Explorative data analysis
includes tools to visualize data and dependencies between different data series. The idea is to let the data speak for itself. In this way, conspicuities in the individual data series should be made clear (groups, outliers) and indications of correlations between different variables that were not expected in advance should be found. Such correlations are then used to investigate the extent to which certain variables can be predicted from others.
Expert systems
are computer systems that attempt to copy a domain expert's approach to solving a problem. Expert statistical systems are about the implementation of a statistician's knowledge on a computer, with the aim of concretizing the state of knowledge (what is really known, what is not (yet) ?) and sharing the knowledge.

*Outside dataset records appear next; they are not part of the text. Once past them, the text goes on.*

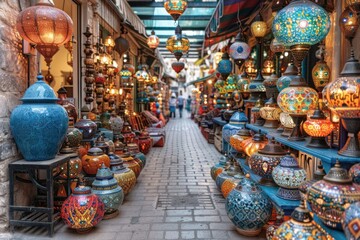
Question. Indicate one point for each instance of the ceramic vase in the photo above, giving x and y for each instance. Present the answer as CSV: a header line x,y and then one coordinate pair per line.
x,y
82,210
214,172
39,124
87,127
229,184
75,167
354,172
289,176
265,160
248,207
328,198
130,162
107,189
145,142
351,221
124,176
300,226
93,160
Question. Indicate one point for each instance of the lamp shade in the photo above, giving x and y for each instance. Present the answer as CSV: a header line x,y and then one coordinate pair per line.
x,y
45,26
175,7
239,50
177,66
301,22
225,66
153,40
297,100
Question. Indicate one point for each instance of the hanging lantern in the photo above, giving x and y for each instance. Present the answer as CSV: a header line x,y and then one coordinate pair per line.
x,y
45,26
153,40
177,66
177,44
225,66
239,50
175,7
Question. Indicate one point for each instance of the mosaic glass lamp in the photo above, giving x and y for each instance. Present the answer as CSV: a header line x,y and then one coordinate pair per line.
x,y
239,50
178,44
343,94
225,66
175,8
318,127
153,40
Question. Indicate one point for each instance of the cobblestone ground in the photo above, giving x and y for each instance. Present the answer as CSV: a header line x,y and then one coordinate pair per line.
x,y
175,197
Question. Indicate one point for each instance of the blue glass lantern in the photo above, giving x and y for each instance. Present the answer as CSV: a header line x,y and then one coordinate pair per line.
x,y
224,66
239,50
301,22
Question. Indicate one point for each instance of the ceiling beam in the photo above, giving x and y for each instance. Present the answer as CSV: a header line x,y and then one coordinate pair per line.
x,y
154,4
168,17
149,28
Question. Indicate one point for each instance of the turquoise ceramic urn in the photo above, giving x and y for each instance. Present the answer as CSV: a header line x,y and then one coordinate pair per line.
x,y
107,189
248,207
237,122
39,124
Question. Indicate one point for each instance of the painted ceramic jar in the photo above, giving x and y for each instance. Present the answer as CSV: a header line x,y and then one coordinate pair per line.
x,y
289,176
73,135
129,135
252,145
270,231
107,189
354,172
116,123
351,222
265,160
300,226
229,184
145,142
100,143
237,139
248,207
87,127
141,157
214,172
130,162
39,124
75,165
93,160
124,176
230,171
82,210
328,198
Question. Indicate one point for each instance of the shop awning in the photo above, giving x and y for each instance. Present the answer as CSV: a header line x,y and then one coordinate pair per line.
x,y
224,23
209,77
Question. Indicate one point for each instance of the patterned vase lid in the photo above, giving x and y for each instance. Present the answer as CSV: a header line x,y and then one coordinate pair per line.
x,y
337,174
247,185
272,148
40,91
95,151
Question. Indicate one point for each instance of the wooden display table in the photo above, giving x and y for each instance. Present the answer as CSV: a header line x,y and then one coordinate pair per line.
x,y
33,216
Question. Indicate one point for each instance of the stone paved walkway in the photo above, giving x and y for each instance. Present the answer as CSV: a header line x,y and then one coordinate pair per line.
x,y
175,197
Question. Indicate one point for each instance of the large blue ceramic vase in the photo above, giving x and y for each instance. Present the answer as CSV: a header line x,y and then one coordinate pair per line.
x,y
39,124
237,122
248,207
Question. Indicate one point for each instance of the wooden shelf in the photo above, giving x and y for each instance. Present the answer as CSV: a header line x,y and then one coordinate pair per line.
x,y
328,156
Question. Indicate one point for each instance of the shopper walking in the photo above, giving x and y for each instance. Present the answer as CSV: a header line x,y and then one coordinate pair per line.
x,y
172,104
180,103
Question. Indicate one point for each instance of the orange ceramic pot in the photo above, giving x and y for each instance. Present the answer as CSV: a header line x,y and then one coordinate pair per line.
x,y
93,160
131,163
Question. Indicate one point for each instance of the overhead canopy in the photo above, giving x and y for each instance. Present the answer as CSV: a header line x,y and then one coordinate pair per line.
x,y
224,22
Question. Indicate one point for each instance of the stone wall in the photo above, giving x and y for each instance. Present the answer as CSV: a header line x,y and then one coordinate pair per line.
x,y
13,83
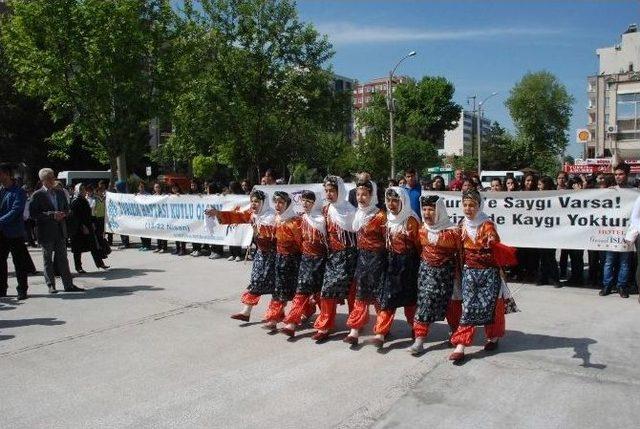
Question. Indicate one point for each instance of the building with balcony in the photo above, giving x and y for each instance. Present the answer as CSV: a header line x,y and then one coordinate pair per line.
x,y
363,92
613,110
463,140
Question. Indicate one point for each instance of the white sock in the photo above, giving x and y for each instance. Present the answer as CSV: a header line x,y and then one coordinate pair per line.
x,y
247,310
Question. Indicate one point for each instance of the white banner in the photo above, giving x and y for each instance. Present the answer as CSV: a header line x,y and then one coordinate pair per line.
x,y
592,219
176,218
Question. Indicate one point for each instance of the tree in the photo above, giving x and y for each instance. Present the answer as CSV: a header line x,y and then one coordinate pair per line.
x,y
98,64
541,108
499,151
424,110
256,92
204,167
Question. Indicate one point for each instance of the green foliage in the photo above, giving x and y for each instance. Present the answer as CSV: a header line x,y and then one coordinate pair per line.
x,y
416,153
100,65
302,173
372,155
425,109
254,92
204,167
540,107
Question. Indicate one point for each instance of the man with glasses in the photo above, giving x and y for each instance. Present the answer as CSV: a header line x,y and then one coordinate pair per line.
x,y
50,208
414,189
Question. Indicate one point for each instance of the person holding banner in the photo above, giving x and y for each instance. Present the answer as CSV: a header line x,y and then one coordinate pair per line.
x,y
399,285
481,281
548,271
370,224
314,250
440,240
288,233
337,283
263,219
618,265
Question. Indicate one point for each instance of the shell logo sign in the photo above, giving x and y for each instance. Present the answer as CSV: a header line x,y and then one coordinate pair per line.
x,y
583,136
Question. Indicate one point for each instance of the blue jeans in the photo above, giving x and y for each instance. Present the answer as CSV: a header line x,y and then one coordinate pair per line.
x,y
620,262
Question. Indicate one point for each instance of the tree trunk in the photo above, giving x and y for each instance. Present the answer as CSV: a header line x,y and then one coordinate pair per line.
x,y
113,166
122,167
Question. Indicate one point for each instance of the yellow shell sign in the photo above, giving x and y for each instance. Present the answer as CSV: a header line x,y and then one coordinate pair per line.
x,y
583,136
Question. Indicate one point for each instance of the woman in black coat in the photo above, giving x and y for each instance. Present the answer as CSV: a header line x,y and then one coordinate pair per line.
x,y
83,237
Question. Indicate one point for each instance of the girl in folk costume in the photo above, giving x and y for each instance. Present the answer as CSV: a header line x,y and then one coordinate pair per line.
x,y
311,272
440,240
481,281
341,258
399,286
263,219
288,251
370,224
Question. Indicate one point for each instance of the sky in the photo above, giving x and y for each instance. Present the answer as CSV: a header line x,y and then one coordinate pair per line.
x,y
480,46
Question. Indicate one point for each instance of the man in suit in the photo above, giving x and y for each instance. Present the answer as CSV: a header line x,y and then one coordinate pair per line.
x,y
49,208
12,232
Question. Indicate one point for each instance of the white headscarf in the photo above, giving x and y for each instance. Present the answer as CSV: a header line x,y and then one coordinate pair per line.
x,y
442,221
398,223
76,190
341,212
471,225
364,214
265,216
316,218
289,212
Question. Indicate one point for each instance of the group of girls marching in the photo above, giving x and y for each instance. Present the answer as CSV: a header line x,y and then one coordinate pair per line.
x,y
371,256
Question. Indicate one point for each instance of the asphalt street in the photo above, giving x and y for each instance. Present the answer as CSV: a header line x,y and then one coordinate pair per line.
x,y
150,344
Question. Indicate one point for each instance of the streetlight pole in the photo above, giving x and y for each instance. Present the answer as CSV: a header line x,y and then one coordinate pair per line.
x,y
391,108
479,124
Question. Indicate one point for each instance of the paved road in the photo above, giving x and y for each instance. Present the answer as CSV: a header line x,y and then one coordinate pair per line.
x,y
151,345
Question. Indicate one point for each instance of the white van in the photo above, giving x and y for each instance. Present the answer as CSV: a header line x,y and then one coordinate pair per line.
x,y
72,177
487,176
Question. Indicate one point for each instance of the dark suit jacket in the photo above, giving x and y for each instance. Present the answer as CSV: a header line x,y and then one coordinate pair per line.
x,y
41,210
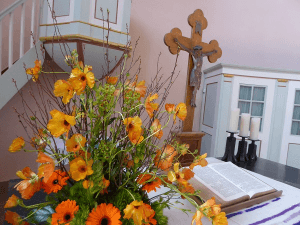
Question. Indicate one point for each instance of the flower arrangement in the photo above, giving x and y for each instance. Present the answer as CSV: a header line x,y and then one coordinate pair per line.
x,y
110,129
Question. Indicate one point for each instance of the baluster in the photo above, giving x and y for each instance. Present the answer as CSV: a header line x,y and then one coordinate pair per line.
x,y
10,39
22,30
32,23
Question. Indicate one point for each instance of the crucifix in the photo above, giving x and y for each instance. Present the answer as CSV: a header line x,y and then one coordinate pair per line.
x,y
197,51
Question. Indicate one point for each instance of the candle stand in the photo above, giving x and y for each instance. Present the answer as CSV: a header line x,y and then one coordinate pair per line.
x,y
241,155
252,151
229,150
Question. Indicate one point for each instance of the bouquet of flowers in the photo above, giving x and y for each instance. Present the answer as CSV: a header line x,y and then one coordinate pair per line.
x,y
111,130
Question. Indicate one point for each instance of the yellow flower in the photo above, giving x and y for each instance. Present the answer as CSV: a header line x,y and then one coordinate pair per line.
x,y
138,211
88,184
75,143
36,70
63,89
220,219
60,123
150,107
80,79
156,128
180,112
79,170
17,144
199,160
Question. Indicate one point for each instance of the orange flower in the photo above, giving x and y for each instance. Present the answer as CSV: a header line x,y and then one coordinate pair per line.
x,y
170,108
17,144
76,142
164,159
111,80
138,211
150,107
47,167
60,123
104,214
36,70
220,219
199,160
56,182
180,112
11,202
64,212
14,218
87,184
79,169
63,89
148,186
79,79
156,128
30,183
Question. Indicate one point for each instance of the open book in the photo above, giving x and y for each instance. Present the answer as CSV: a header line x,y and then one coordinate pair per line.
x,y
228,183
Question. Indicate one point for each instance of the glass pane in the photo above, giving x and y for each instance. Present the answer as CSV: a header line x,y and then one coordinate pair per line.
x,y
244,107
257,109
297,97
295,128
245,92
296,114
259,93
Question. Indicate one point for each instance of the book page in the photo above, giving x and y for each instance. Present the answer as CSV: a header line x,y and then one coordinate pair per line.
x,y
245,181
217,183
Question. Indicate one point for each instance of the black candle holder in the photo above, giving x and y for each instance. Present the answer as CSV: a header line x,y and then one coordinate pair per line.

Error-in-the-Variables Models
are mathematical/statistical approximations for real relationships between target variables and the factors influencing them, in which measurement errors in the factors are also modeled. Standard models, on the other hand, assume that measurement errors only occur in the target variables, i.e. that factors are completely 'under control'.
Numerical methods
are calculation rules (algorithms) for the solution of mathematical/statistical problems with given values of the output variables. The development of such procedures received new impetus by the increasing computerization. The aim is to calculate the correct result with the highest possible accuracy in the shortest possible time, taking into account all special cases.